When violence boils over as the inevitable response to systemic racism and injustice, white Americans rush to dust off quotes and images of Martin Luther King Jr. and Mahatma Gandhi.
“Look at King and Gandhi!” cries white America. “They were nonviolent and they changed the world!”
There is some truth in that — but only a portion of the truth. The truth of American history — and the history of all unjust empires — is we have only listened to peace after or as an alternative to violence.
King and Gandhi were great men who should be studied and emulated with sincerity. But, to claim they “changed the world” because whites in power simply chose to listen to the reasonable, peaceful voice of justice is insincere and simply untrue.

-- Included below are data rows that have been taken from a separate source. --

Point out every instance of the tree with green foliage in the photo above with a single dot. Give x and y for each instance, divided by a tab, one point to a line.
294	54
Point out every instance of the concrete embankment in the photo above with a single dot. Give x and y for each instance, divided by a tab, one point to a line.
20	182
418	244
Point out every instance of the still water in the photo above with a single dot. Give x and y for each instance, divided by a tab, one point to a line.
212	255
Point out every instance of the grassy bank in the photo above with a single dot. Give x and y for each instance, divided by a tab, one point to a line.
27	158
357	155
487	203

Unfortunately, white power structures have only ever listened to the voice of oppressed people of color when forced to do so. Violence has always been the fulcrum that has caused white people to listen to the oppressed.
Were Gandhi and MLK violent men? No. But they did strategically and intentionally elicit the systemic violence of their oppressors, to force the world to really see what the oppressed face on a daily basis.

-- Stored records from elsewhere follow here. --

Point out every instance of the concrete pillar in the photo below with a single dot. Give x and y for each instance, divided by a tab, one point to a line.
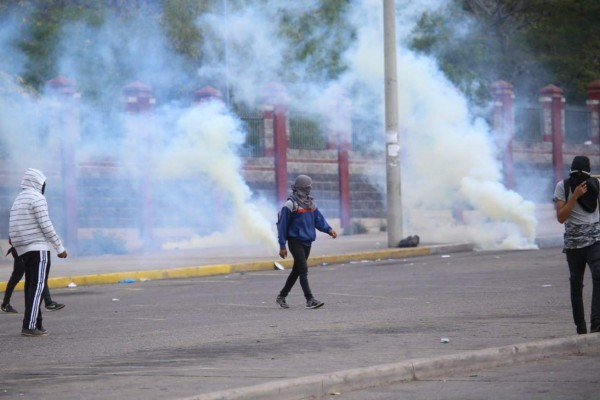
553	101
503	121
139	107
339	135
66	104
593	103
276	95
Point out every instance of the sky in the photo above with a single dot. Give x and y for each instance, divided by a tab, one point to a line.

Consider Gandhi’s Salt March of 1930. Brits (white) made it illegal for Indians (not white) to collect or produce salt — because salt had monetary value and therefore was a resource to be manipulated as a weapon of oppression.

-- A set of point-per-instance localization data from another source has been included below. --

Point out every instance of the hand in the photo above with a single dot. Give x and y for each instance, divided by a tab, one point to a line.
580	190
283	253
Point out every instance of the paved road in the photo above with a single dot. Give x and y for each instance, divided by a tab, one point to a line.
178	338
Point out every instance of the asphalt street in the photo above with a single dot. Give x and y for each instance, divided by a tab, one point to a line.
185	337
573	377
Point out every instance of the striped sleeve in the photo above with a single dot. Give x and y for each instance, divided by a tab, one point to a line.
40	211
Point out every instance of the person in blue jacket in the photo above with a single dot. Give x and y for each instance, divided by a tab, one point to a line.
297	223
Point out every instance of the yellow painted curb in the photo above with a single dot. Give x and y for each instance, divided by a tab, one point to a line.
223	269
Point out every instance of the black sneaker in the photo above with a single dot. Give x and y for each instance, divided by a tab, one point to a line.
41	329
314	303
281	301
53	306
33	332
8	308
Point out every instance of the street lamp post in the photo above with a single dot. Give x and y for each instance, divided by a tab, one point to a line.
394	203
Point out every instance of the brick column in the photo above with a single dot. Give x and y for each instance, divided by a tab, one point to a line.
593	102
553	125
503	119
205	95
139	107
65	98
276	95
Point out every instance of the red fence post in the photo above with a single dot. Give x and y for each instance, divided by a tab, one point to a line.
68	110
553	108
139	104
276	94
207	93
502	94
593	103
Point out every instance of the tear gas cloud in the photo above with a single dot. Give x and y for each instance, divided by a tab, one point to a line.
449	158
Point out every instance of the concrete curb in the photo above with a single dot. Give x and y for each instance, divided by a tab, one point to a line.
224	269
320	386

So, Gandhi organized thousands of peaceful protesters to walk 241 miles to a British depot to collect salt — to break the law. Gandhi and his supporters knew they would face violent retaliation. They counted on it. And they willingly surrendered their bodies to it, so the world could see what happens when people of color challenge oppression.
American journalist Webb Miller recounted what happened next: “Scores of … police rushed upon the advancing marchers and rained blows on their heads … Not one of the marchers even raised an arm to fend off the blows. They went down like ten-pins.”
Gandhi was nonviolent, but his message was not heeded until it suffered violence. It took the bloodied bodies and bashed skulls of nonviolent protesters for the white world to take notice, and listen.
The same can be said for King. His campaigns were deftly calculated not to avoid but to walk into the face of white violence, especially in the Children’s Crusade of May 1963. We love to quote King today, but it took news footage of black children facing fire hoses and police dogs for white America to first hear his words.
And we may have continued to ignore King had Malcolm X not been so vocal. With his calls to black nationalism, equality and justice “by any means necessary,” Malcolm X acted as the counterpoint to King’s nonviolence, and made King a palatable alternative for white Americans.
In early 1965, Malcolm X traveled to Selma to support King — who was then in jail — and met instead with his wife, Coretta Scott King. “I want Dr. King to know that I didn’t come to Selma to make his job difficult,” he told her. “I really did come thinking I could make it easier. If the white people realize what the alternative is, perhaps they will be more willing to hear Dr. King.”
Malcolm X understood that for white America to listen to a message of peace, the alternative had to be violence — because violence, from the inception of our nation in genocide and slavery right up to today, is our native tongue. Without Malcolm, and without the searing images of violence in American streets, white America never would have listened to King — and still doesn’t truly hear him.
Some of you may be saying, “Well, we would have listened to peace if it had been offered before these riots.” How much time, then, have you spent over the last two years listening to, following and supporting the Rev. William Barber?
Since summer 2018, Barber has led the nationwide Poor People’s Campaign — a continuation of King’s efforts for equality and justice for people of all races. Nonviolent protests, marches and social media campaigns have canvassed the nation, and yet Barber’s message has been ignored by white America. It is easy to ignore what you do not want to hear — at least until the first Starbucks catches fire.
But since the riots began, Barber has been making the news circuit — denouncing the riots and calling for peace and justice. At the first whiff of tear gas, cable news rooms across the country scrambled to find the most notable nonviolent black activist, and Barber fit the bill.
I in no way mean this as an insult to the Rev. Barber. I do mean it as criticism of white commentators — myself included — who gave the Rev. Barber little notice until riots cast him as the comfortable alternative.
When we — white America — cry out “Peace! Peace is the answer!” we are right. But we must own the fact that we have violated that peace, and ignored the peaceful cries for justice of people of color for 400 years. To cry “peace and order” after willfully refusing to hear the peaceful cries of those dying under the heel of oppression is hypocrisy at its worst.
If we truly want peace to reign in this republic, it must begin in white hearts. It must begin with us — white Americans — listening to the cries of the poor, the starving, the oppressed and marginalized, when they come to us in peace. Only then will we have peace born of justice, instead of unjust power.